Defendant Thomas K. Williams has also moved the Court for a new trial. The government's reply brief has met the motion on its merits but the Court is unable to rule on the merits of the motion. Fed.R. Crim.P. 33 provides that a motion for a new trial based on newly discovered evidence filed while an appeal is pending may be granted by the trial court only on remand of the case. The appeal may render the motion for a new trial moot. If after remand defendant Thomas Williams still wants to pursue his motion for a new trial, this Court would then be permitted under Rule 33 to consider it on its merits.

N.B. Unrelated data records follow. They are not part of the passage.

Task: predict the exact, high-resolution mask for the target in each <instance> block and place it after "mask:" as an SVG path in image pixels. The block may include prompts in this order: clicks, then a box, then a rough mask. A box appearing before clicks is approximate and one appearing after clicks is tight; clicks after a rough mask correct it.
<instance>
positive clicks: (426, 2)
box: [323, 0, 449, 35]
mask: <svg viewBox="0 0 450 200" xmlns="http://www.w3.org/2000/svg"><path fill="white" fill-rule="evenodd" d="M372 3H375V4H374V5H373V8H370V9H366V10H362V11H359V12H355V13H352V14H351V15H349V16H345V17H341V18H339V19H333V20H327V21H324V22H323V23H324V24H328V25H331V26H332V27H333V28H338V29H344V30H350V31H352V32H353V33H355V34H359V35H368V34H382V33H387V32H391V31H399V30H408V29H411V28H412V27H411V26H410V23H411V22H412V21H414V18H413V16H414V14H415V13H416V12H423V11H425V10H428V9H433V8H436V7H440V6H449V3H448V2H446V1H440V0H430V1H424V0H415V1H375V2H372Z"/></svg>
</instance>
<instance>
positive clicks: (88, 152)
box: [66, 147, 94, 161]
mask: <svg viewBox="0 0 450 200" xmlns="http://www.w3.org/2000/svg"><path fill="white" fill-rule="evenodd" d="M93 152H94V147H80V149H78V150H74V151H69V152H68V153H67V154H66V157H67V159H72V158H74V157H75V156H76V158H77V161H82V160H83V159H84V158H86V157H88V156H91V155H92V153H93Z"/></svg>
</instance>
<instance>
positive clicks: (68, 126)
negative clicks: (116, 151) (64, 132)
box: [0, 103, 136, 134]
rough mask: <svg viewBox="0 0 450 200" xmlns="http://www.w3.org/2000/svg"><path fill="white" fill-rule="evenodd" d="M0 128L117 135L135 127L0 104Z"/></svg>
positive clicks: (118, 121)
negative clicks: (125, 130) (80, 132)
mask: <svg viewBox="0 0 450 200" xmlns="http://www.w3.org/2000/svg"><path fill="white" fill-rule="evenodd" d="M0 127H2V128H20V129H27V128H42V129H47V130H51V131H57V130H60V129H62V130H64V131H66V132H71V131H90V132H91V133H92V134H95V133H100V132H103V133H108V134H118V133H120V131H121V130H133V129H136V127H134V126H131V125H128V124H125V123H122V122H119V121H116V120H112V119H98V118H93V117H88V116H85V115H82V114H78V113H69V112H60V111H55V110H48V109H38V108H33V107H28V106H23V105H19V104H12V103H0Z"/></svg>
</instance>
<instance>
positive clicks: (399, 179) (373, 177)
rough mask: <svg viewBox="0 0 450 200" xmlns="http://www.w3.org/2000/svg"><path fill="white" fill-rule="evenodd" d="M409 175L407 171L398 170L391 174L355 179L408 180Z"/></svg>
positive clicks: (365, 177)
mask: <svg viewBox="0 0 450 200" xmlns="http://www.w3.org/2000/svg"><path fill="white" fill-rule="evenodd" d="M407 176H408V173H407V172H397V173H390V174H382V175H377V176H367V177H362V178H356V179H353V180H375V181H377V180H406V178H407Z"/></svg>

The Court will not dismiss the motion since the two-year time limit set by Rule 33 does not appear to be tolled pending appeal. The Court will simply defer ruling until the matter is again brought to the attention of the Court by defendant Thomas Williams upon remand.
And it is so ORDERED.
NOTES
[1] Tr. sentencing, 29 Nov. 1984, p. 16-59.
[2] Indeed, the issue raised by defendant Thomas Williams' motion was of marginal interest to the Court at sentencing, whatever its weight may be before the Parole Commission. Had it been seriously questioned by defendant Williams I simply would have disregarded it rather than waste time with the extensive evidentiary hearing the resolution of such a dispute would have entailed.
[3] Tr. sentencing 29 Nov. 1984, p. 18-19.
[4] Tr. motions hearing, 27 Nov. 1984, p. 8, 18.
[5] Tr. motions hearing, 27 Nov. 1984, p. 14.
[6] Counsel for Mrs. Williams indicated he hesitated even to review her presentence report when it was furnished to him prior to the sentencing date because of the questions surrounding his continued representation of Mrs. Williams. Tr. motions hearing, 27 Nov. 1984 p. 27.
[7] Tr. motions hearing, 29 Nov. 1984 p. 52.
[8] The allocution was extraordinarily lengthy, running from p. 16 through p. 59, Tr. sentencing, 29 Nov. 1984.